What is the best way to provide better patient outcomes, shorter hospital stays, fewer complications – all at a lower cost?
One innovative route to achieving this points to the future of healthcare: a virtual clinic staffed by specialists, overseeing the treatment of people both in hospital and at home, often large distances away.
While it sounds far-fetched, it’s a reality. The world's first virtual care centre was launched in late 2015 by Mercy, one of the United States' largest health providers. Since then it has helped cut emergency room visits and hospitalisations in Mercy's home state Missouri by more than 33 percent, while also reducing readmissions.
“These virtual systems help you do a better job of improving the quality, decreasing complications and increasing survival, and decreasing cost of care by getting people out of hospital quicker,” says Mercy's Executive Vice-President and Chief Clinical Officer Dr Fred McQueary, who will be the keynote speaker for the APHA 39th National Congress in Adelaide.

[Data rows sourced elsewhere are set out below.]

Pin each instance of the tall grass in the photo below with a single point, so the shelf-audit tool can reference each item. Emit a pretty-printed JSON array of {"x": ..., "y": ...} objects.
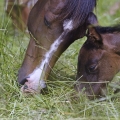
[{"x": 60, "y": 102}]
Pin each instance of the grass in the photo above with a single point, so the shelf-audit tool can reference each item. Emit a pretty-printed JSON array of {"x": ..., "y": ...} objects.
[{"x": 59, "y": 103}]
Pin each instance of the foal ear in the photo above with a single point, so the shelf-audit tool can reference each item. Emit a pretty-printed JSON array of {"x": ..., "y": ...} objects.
[{"x": 93, "y": 35}]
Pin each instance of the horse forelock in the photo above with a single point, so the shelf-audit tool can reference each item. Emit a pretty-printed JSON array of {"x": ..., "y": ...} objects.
[{"x": 77, "y": 10}]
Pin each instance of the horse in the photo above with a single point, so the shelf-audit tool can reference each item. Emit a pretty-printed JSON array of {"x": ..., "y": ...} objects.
[
  {"x": 53, "y": 26},
  {"x": 19, "y": 10},
  {"x": 98, "y": 60}
]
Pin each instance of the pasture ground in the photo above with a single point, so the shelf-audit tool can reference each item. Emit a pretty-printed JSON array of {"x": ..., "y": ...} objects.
[{"x": 59, "y": 103}]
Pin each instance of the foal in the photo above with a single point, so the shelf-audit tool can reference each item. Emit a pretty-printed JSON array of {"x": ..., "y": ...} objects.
[
  {"x": 99, "y": 60},
  {"x": 19, "y": 10},
  {"x": 53, "y": 26}
]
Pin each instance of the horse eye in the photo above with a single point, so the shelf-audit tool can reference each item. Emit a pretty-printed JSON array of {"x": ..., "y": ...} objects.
[
  {"x": 46, "y": 22},
  {"x": 92, "y": 68}
]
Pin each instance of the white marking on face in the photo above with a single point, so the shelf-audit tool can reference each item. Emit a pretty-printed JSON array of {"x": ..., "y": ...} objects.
[
  {"x": 68, "y": 24},
  {"x": 36, "y": 78},
  {"x": 38, "y": 74},
  {"x": 31, "y": 3}
]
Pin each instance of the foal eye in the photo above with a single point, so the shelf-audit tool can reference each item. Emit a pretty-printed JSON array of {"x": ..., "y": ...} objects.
[
  {"x": 46, "y": 22},
  {"x": 92, "y": 68}
]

The Mercy Virtual Care Centre's 300-plus staff care for patients at the group's 40-plus hospitals and more than 900 practices across the Midwest, monitoring them using integrated telemedicine programs while liaising with on-site colleagues.
It took over 15 years to develop from concept to reality, having started with Mercy's first virtual intensive care unit program in 2004.
“To a certain extent, a lot of the programs we developed out of necessity because of how geographically dispersed our healthcare system is,” Dr McQueary said.
“We are spread over four states, and trying to provide care in all those states, and that distance, can be difficult when a lot of our facilities are small rural facilities, and you're trying to provide specialised care in a place where you don't have enough volume to justify parking a specialist in that location.”
One of the major challenges was convincing medical staff that the technology was there to help them, not replace them, and building relationships was critical to success.
“It's like eyes in the sky looking over the shoulder of the local treatment team, and early on a lot of people resent that. They feel that, 'What, you don't think I'm doing a good enough job already?' And they have a sense that they're not being trusted.”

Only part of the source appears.